There are a multitude of cheap MP3 players on the market at the moment which are able to record and play back in a few formats, such as .WAV or .MP3. One of these has been disassembled for study:

It runs (or ran, rather- the battery leads snapped off during testing) on a small lithium-polymer battery, and is controlled through a small LCD screen by five pushbuttons on the front. It has a 3.5mm jack for headphones, and a mini-USB socket which can be connected to a computer to modify the contents of its memory, and to recharge the battery.

It is small enough to be easily inserted into a handheld case, and is definitely capable of recording multiple short audio clips onto its 4GB of flash memory.
However, the user interface needs a fair bit of navigating and some unintuitive button presses. There’s also a long delay when switching from playback or record to the main menu. Even if we were to replace the buttons with control by an Arduino, the delay would probably cause issues during use.
The MP3 player, despite having a ‘record’ function, did not actually have a microphone. Soldering one onto the PCB solved this.
Sound quality is fairly poor, with a lot of noise and a continual beeping.

We have also considered making a video capture device, and have done some similar tests on this “Trevi VideoMemo Recorder”. It is very simple to operate, and can record up to three different videos. It can be switched from recording to playback quite quickly, and does not have a complex GUI.

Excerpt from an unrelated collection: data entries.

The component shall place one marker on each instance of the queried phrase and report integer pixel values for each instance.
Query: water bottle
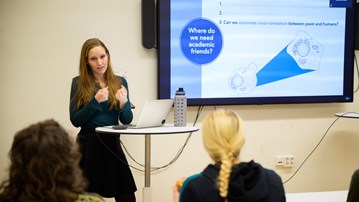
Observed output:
(180, 108)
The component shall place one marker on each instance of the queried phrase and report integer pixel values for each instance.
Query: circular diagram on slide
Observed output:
(243, 80)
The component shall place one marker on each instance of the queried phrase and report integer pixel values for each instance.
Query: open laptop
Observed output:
(154, 114)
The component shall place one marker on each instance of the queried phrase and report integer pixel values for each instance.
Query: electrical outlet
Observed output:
(279, 161)
(285, 161)
(288, 161)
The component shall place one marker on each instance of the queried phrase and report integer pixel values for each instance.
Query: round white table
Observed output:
(163, 130)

There’s no way of extracting the data from its memory, as the device does not have a USB or other data socket. It also runs on AA batteries, or any other source of 3V DC. It’s also considerably larger than the MP3 player.
During testing, it was found that the VideoMemo has what looks like a slot for a mini-SD card silkscreened onto its PCB (circled in the image to the right), but there’s no socket attached by default- this could provide extra storage space or a way of extracting recorded sound and videos if one was attached.
Some other possible devices to be looked at include the circuits used in greeting cards, MP3 shields for Arduino microcontrollers, and stand-alone barebones MP3 player circuits.